Der zunächst kosmopolitisch-universale politische Horizont der Romantik wich in den
Befreiungskriegen endgültig einem national-konservativen Staatsverständnis, das
zwar das Bewusstsein für den Volkscharakter schärfte, jedoch im Zuge der politischökonomischen Umwälzungen des Vormärz im Verein mit einer subjektivistischen
Welthaltung scheitern musste.
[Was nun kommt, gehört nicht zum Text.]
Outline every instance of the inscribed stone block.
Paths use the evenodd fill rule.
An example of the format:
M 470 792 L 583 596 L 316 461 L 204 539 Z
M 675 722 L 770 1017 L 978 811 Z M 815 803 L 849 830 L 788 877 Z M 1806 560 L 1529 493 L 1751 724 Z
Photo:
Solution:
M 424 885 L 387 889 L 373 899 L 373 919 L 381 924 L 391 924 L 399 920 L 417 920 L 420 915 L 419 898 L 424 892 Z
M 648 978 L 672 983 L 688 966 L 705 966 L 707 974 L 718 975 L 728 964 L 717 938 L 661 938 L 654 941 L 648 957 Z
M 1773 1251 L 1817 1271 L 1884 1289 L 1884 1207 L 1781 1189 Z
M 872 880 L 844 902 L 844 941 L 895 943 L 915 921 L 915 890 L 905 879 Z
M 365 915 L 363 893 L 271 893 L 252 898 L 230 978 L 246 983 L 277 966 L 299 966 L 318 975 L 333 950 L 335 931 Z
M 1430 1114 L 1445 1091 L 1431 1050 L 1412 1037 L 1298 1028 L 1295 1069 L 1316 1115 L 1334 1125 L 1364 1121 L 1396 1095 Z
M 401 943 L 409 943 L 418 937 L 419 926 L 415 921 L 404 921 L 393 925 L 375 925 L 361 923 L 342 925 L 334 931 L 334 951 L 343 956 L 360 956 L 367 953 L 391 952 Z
Die sich bereits bei Kleist, Nikolaus Lenau und Georg
Büchner andeutende Problematisierung der poetischen Subjektivität wandelte sich bei
Heinrich Heine und den Autoren des Jungen Deutschland zum gesellschaftlich
engagierten Dichtertum.
Andererseits wirkten viele kunsttheoretische Innovationen, wie das Prinzip des Gesamtkunstwerks, auf
folgende Generationen (Richard Wagner, Thomas Mann), ebenso die zivilisations- und
erkenntniskritische Haltung. Innerhalb der Dichtung fand die Romantik starken Widerhall im
Symbolismus und Surrealismus, sowie in zahlreichen neuromantischen Strömungen.